Another contributing factor is that the rates (as distinct from the numbers) of some cancers are set to become more common in Australia, including kidney, liver and pancreatic cancers. And, although the death rate for kidney and pancreatic cancers is set to decline slightly, it is projected to increase for liver cancer by as much as 21%.
3. Greater investment in cancer prevention and screening is needed
While these figures may seem overwhelming, we know from other research findings that tens of thousands of additional lives could be saved through established interventions and many more through prioritised research investment. However, to achieve this, significant investment – particularly from governments – will be required.
Lung cancer is another example. While significant progress has been made to reduce its impact, it is still expected to remain the leading cause of cancer death over the next two decades (by a wide margin) – with 80% of these deaths caused by smoking.
Research has consistently shown that the most effective way to discourage smoking is through a range of population-level interventions, including hard-hitting mass media antismoking campaigns in tandem with price control and measures to make smoking less attractive and eliminating the influence of the tobacco industry.

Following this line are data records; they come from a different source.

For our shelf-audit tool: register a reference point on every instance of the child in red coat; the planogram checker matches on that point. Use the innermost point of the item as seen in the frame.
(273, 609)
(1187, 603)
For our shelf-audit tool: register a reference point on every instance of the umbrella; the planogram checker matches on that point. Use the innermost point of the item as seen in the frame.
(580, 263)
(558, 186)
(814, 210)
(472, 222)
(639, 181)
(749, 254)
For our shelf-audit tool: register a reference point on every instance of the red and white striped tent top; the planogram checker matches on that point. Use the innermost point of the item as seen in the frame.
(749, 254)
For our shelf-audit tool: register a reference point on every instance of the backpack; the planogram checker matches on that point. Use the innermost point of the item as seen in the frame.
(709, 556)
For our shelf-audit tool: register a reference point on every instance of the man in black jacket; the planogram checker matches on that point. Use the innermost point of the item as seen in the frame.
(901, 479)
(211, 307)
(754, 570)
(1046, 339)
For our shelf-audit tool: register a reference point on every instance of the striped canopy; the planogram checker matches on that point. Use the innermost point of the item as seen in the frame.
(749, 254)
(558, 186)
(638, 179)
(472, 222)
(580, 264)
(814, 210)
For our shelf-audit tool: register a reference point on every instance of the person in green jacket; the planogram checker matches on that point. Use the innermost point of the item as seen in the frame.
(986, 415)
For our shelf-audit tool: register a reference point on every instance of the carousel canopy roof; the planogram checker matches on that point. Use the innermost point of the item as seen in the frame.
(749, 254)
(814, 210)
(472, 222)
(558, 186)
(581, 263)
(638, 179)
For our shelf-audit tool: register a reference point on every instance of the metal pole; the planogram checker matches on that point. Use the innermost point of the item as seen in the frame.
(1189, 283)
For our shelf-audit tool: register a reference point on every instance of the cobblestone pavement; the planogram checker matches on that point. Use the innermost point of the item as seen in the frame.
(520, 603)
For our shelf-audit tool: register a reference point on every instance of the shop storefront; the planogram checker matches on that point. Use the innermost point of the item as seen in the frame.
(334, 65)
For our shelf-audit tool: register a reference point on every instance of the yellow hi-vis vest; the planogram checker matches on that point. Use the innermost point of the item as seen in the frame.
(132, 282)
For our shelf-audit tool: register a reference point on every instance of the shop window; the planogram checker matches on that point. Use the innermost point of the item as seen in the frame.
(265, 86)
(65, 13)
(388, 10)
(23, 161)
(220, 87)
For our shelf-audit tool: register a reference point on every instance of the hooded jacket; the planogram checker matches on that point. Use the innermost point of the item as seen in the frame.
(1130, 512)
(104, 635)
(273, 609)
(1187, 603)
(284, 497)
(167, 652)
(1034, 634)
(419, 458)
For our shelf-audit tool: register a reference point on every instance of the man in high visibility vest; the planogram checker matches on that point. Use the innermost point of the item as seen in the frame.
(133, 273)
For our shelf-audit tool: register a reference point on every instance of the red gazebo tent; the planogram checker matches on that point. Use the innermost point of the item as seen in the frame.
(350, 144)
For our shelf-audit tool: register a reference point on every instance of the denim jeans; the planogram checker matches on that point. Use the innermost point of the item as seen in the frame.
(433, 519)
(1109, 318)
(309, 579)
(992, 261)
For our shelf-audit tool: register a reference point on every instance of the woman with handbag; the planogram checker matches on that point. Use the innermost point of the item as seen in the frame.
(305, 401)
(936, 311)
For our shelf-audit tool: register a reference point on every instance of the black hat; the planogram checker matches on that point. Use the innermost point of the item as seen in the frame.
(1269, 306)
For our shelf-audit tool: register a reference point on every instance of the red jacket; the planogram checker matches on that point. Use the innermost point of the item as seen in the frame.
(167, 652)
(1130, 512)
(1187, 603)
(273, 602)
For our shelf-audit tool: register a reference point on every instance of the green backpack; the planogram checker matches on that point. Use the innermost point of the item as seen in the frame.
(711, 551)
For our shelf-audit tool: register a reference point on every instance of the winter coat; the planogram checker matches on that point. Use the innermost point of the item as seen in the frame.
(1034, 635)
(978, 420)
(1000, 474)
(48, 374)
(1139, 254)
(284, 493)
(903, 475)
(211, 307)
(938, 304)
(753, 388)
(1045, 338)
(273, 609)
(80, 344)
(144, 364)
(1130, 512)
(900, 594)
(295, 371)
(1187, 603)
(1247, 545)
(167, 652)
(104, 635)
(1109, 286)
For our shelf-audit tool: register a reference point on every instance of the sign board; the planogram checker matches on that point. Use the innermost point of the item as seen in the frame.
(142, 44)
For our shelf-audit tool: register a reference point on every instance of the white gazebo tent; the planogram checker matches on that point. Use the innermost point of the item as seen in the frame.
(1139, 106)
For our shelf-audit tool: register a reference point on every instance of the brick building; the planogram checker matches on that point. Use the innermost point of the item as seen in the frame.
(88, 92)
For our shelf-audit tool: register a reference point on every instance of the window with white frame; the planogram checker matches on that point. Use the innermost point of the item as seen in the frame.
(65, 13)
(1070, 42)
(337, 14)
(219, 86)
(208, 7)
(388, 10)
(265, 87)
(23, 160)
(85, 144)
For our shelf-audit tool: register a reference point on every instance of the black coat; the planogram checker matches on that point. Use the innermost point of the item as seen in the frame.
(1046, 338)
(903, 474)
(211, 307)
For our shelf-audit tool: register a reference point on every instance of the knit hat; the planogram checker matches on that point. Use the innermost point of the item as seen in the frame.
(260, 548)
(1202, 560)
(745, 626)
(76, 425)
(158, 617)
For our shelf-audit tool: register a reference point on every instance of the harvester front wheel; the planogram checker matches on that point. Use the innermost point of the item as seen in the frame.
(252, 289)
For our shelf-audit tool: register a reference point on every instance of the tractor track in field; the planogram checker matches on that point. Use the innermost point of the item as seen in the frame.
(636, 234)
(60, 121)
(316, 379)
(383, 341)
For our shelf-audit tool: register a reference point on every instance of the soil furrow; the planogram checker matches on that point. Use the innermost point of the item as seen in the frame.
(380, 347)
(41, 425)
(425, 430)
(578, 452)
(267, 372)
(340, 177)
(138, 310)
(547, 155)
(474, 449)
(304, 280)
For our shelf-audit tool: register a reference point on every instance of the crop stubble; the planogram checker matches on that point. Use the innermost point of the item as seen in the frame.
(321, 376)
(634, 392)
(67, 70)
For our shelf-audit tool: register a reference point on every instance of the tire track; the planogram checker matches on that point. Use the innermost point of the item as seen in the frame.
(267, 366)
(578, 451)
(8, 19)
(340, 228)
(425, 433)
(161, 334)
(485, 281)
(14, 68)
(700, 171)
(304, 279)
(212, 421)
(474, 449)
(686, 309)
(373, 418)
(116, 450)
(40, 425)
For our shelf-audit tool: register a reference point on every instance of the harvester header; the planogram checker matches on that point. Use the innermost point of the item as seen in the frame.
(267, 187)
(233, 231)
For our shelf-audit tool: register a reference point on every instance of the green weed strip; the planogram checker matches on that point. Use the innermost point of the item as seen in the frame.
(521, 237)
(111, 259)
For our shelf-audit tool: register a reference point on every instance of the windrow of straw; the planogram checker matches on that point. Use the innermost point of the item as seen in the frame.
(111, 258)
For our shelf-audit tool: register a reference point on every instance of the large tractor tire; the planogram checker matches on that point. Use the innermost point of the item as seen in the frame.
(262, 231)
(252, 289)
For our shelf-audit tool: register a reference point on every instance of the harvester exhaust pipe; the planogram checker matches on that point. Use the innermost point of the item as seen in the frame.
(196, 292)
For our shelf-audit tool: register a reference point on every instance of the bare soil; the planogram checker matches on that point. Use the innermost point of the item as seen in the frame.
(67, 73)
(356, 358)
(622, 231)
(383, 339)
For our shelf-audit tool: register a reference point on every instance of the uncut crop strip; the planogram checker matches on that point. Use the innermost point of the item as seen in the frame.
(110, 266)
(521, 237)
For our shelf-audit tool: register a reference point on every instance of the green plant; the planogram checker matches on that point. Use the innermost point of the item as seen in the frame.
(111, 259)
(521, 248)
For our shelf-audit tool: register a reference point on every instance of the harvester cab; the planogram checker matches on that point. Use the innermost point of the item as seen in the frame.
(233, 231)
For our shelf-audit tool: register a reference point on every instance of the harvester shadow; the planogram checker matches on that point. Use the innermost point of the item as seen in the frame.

On 30 November 2022, consistent with federal Cancer Council advocacy, the Australian Minister for Health, Mark Butler, announced a plan to introduce a range of reforms to this end. The priority now is for governments to invest in hard-hitting antismoking campaigns like Australia’s highly effective National Tobacco Campaign and ads run by the Cancer Institute NSW. It’s now been more than a decade since the last national mass media antismoking campaign was run in Australia and state-based investment has also dramatically fallen.
A separate promising development in lung cancer control is the growing support for lung cancer screening, as finding lung cancer early is key to survival if it can’t be prevented. Daffodil Centre research strengthens the economic case for lung cancer screening, which has already been trialled successfully in clinical studies. In October 2022, the independent Medical Services Advisory Committee (MSAC) recommended the Australian Government introduce such a program, drawing on Daffodil Centre research as part of its determination.
The Daffodil Centre’s research predicts that overall cancer rates are likely to fall over the next 25 years. But this fall is smaller than in the previous two decades. And the total number of people who will be diagnosed or die of cancer will increase.
It is clear that cancer will remain a significant public health challenge in the coming decades. To curb its impact, we are calling on governments to invest more heavily in cancer prevention and screening programs – initiatives that we know save lives.